Full Control and Secure

Users looking to make a transaction are in full control. The verification process is not dependent on third parties, meaning they can start a transaction without authorization from a centralized authority. Cryptography will validate the data, ensuring the data ledgers are secure when handling transactions and allow NFT creators to interact directly with their collectors. It has been proven helpful in protecting critical transactions such as trading cryptocurrency assets and NFTs. This is one of the most significant advantages of a decentralized system.

Agnostic Platform and Portability

There are NFT platforms and projects that maintain values of decentralization and are designed to live entirely on-chain, enabling full NFT portability. Portion’s decentralized NFT marketplace, for example, has been designed to live entirely on-chain, meaning that storage of both metadata and media is completely decentralized and happening on IPFS. You can rest assured that if a meteor ever hit planet Earth and Portion had to stop operating, the NFTs you created or collected would still live on.

Portion also follows proper ERC standards so that creators and collectors are able to mint their non-fungible tokens and port them over to another NFT marketplace, such as Opensea, if desired. This provides additional freedom to the seller which would not be feasible on a centralized system.

Current Day Centralization

People need to trust one another in order to do even the most basic things together. Historically, all of the base trust layers in our societies have been founded on subjective trust: trust in single individuals, in social networks, in platforms like businesses and institutions, or in large centralized authorities like governments.

Centralized trust and intermediation can work reasonably well in many situations, but it often breaks down when there is a misunderstanding, information asymmetry, or an imbalance of power. Many aspects of intermediation are valuable -- and even creative. The curator function on many NFT platforms adds value that we rely on in discovery of new artists and works. Intermediation can add new information and reduce costs and frictions in a transaction flow. Yet, it is far too often the intermediaries, not the value creators, that are able to monetize and extract most of the value created. Now, intermediaries no longer need be relied upon to imbue transactions and relationships with trust, as this is now handled by the trustless platforms themselves. Thus, they are no longer in a position to act in a way that is fundamentally exploitative.

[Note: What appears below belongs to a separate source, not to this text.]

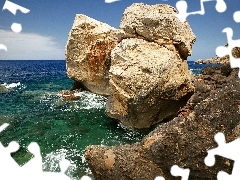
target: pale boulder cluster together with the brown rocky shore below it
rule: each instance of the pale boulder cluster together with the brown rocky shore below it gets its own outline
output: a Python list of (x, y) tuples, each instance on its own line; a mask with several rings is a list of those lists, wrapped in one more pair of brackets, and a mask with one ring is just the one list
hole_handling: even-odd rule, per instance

Decentralization: A Turning Point

With the advent of decentralized and distributed technology, we began witnessing a movement to redefine trust and value in our society and in our economy. In 2001, a technology-driven movement based on peer-to-peer computer networks emerged and enabled file sharing, most notably BitTorrent and the Kademlia technology.  In 2009, with Bitcoin, trust became embeddable in some P2P networks, as we bridged cryptoeconomics with blockchain database technology and realized that maximally decentralized infrastructure and applications were the key to building a new trust foundation for the planet. This was based on the simple principle that if everyone had their own provably accurate version of what is going on in the system, nobody could cheat the system. Then came Ethereum in 2014, a technological movement that soon blossomed into an economic, social, political, and creative revolution -- and perhaps the most profoundly positive transformation of digital trust. As we look back at all these events, it is clear that decentralization represents a major turning point in our relationship to the internet and value. It has forced us to reconsider how value is created, how it moves across networks and borders, and who benefits from the rails by which it moves.

As we work to pioneer a better internet – Web 3.0 – decentralized data networks and applications are the key to improving security and creating new models around ownership. By understanding the risks of centralization and how they can be mitigated through increased decentralization, we can make the internet safer and more secure.